FDA Adverse Event Injury Summary report: N

IMPELLA

MDR report key: 24844202 · Received April 10, 2026

Report

Report Number
1220648-2026-06600
Event Type
Injury
Date Received
April 10, 2026
Date of Event
April 4, 2026
Manufacturer
ABIOMED, INC. - 1220648
Product Code
OZD
UDI-DI
00813502012279
PMA / PMN Number
P140003
Adverse Event
Yes
Product Problem
Yes
Report Source
Manufacturer report
Reporter Location
US
Reporter Occupation
OTHER HEALTH CARE PROFESSIONAL
Health Professional
Yes

Narratives

Additional Manufacturer Narrative · 0

THIS REPORT IS BEING SUBMITTED PURSUANT TO THE PROVISIONS OF 21 CFR, PART 803. THIS REPORT MAY BE BASED ON INFORMATION WHICH HAS NOT BEEN INVESTIGATED OR VERIFIED PRIOR TO THE REQUIRED REPORTING DATE. THIS REPORT DOES NOT REFLECT A CONCLUSION BY ABIOMED INC, OR ITS EMPLOYEES THAT THE REPORT CONSTITUTES AN ADMISSION THAT THE PRODUCT, ABIOMED INC, OR ITS EMPLOYEES CAUSED OR CONTRIBUTED TO THE POTENTIAL EVENT DESCRIBED IN THIS REPORT. IF INFORMATION IS OBTAINED THAT WAS NOT AVAILABLE FOR THE INITIAL REPORT, A FOLLOW-UP REPORT WILL BE FILED AS APPROPRIATE.

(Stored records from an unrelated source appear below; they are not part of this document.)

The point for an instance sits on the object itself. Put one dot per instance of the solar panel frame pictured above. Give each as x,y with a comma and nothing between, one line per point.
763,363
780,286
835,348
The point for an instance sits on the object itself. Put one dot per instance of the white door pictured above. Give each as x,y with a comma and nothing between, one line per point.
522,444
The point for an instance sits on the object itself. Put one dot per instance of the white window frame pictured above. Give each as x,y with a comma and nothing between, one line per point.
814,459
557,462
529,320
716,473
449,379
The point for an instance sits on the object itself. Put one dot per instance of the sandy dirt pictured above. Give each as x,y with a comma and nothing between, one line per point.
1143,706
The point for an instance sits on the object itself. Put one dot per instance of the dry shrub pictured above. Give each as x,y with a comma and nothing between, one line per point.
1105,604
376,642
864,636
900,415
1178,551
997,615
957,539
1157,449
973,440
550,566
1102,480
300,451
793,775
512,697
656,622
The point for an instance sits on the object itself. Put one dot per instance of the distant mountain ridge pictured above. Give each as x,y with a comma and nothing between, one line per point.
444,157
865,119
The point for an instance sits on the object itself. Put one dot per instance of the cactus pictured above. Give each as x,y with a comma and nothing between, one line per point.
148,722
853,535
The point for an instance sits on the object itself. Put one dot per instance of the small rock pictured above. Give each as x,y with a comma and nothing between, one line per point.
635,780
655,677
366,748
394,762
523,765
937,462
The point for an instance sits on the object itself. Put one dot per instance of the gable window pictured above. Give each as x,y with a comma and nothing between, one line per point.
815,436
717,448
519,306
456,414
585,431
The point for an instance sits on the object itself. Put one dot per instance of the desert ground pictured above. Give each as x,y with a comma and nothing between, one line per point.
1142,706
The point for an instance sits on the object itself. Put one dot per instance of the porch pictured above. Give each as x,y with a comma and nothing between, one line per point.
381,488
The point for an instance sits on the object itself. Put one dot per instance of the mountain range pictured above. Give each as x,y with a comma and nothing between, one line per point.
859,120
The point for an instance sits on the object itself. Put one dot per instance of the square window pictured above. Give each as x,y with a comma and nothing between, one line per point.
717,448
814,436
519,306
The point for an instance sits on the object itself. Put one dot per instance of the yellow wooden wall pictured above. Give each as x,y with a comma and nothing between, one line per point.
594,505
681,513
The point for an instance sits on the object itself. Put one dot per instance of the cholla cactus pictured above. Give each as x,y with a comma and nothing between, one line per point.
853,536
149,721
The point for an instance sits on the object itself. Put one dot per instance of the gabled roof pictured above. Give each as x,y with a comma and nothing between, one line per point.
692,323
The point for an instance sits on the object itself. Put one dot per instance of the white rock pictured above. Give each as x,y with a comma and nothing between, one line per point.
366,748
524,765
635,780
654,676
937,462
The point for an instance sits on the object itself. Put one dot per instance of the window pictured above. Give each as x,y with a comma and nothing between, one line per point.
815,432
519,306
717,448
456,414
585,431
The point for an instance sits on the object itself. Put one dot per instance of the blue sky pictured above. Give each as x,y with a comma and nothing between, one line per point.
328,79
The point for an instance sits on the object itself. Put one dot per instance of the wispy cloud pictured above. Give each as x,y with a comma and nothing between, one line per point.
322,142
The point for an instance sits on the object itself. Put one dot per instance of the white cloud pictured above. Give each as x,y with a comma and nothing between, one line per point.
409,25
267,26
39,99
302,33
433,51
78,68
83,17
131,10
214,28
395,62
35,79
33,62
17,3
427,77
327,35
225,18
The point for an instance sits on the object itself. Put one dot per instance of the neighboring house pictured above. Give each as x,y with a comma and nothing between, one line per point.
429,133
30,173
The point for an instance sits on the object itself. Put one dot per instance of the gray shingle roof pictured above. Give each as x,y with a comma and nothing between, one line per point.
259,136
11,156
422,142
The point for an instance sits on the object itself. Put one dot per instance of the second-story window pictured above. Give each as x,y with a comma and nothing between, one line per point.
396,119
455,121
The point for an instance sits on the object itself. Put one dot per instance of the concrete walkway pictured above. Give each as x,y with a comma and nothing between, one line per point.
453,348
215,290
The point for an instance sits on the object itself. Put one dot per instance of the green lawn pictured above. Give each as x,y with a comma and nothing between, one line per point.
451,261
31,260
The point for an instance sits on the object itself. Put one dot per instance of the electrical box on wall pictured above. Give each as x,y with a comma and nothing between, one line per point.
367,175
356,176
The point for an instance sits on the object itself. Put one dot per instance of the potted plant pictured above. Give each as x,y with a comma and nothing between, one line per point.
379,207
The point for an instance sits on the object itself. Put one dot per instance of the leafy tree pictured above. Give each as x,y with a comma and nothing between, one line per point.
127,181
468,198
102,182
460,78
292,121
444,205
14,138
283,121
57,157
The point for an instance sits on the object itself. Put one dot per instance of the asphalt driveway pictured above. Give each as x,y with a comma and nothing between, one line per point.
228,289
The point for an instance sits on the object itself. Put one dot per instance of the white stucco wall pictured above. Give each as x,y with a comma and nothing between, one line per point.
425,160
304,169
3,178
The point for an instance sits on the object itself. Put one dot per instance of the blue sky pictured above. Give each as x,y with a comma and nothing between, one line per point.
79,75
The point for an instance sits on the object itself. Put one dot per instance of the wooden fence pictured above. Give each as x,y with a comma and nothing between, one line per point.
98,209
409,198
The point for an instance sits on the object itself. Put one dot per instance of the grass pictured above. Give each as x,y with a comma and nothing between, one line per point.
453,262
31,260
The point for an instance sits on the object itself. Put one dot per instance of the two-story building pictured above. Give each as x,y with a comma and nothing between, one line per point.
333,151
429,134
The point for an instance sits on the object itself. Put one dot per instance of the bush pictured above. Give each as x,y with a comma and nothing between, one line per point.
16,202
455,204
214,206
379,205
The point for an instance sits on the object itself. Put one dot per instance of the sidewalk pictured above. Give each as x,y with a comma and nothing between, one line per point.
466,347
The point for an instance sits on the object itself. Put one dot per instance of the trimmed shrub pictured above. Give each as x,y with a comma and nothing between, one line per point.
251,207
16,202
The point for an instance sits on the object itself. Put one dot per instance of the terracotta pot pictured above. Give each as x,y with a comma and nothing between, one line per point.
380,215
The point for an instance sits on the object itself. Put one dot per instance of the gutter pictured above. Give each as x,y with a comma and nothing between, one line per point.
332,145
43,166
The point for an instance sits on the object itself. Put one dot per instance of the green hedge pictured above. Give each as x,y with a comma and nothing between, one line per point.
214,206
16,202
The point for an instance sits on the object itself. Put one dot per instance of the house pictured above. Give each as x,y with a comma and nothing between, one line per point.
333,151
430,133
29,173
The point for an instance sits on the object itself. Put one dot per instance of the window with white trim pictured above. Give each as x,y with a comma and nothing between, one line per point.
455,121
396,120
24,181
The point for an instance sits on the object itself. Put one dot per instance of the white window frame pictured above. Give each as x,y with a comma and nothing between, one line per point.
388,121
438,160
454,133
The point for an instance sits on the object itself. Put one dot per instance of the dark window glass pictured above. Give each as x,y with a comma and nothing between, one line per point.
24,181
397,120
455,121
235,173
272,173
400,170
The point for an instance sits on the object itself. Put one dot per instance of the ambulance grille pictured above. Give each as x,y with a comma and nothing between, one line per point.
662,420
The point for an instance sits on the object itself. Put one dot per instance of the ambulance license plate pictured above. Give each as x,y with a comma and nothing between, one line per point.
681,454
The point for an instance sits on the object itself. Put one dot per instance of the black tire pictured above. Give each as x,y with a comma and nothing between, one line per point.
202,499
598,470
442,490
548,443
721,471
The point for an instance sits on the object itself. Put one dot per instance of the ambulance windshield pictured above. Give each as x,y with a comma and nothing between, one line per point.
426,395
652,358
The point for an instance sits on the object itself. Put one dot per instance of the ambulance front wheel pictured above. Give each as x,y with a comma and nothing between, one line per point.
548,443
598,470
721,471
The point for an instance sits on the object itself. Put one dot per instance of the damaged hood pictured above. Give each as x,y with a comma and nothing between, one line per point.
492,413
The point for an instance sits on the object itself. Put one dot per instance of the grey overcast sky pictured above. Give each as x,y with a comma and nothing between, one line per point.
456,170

Additional Manufacturer Narrative · 0

CORRECTED INFORMATION WAS PROVIDED IN D3 (MANUFACTURER FAX), D10 (CONCOMITANT PRODUCT), E1 (INITIAL REPORTER STATE, ZIP CODE EXTENSION). UPON REVIEW, IT WAS IDENTIFIED THAT IT WAS INADVERTENTLY OMITTED FROM THE INITIAL REPORT. CORRECTED INFORMATION WAS PROVIDED IN D4 (SERIAL, PRIMARY UDI NUMBER). UPON REVIEW, THE SECTION D PRIMARY UDI NUMBER HAVE NOW BEEN UPDATED. CORRECTED INFORMATION WAS PROVIDED IN E3 (INITIAL REPORTER OCCUPATION). UPON REVIEW, IT WAS IDENTIFIED THAT IT WAS INADVERTENTLY SUBMITTED IN ERROR IN THE INITIAL REPORT. ADDITIONAL INFORMATION HAS BEEN PROVIDED IN D9, H3, H6, AND H11. H6: UPDATED CODES BASED ON THE RESULTS OF THE INVESTIGATION. H11: UPDATED BASED ON THE RESULTS OF THE INVESTIGATION. THE CAUSE OF THE HEMOLYSIS ISSUE WAS MOST LIKELY RELATED TO UNINTENDED USE, SINCE IT WAS FOUND DEEP DURING THE TIME OF HEMOLYSIS. THE CAUSE OF THE POSITIONING ISSUE WAS NOT DETERMINED WITHOUT SUFFICIENT CLINICAL DETAILS.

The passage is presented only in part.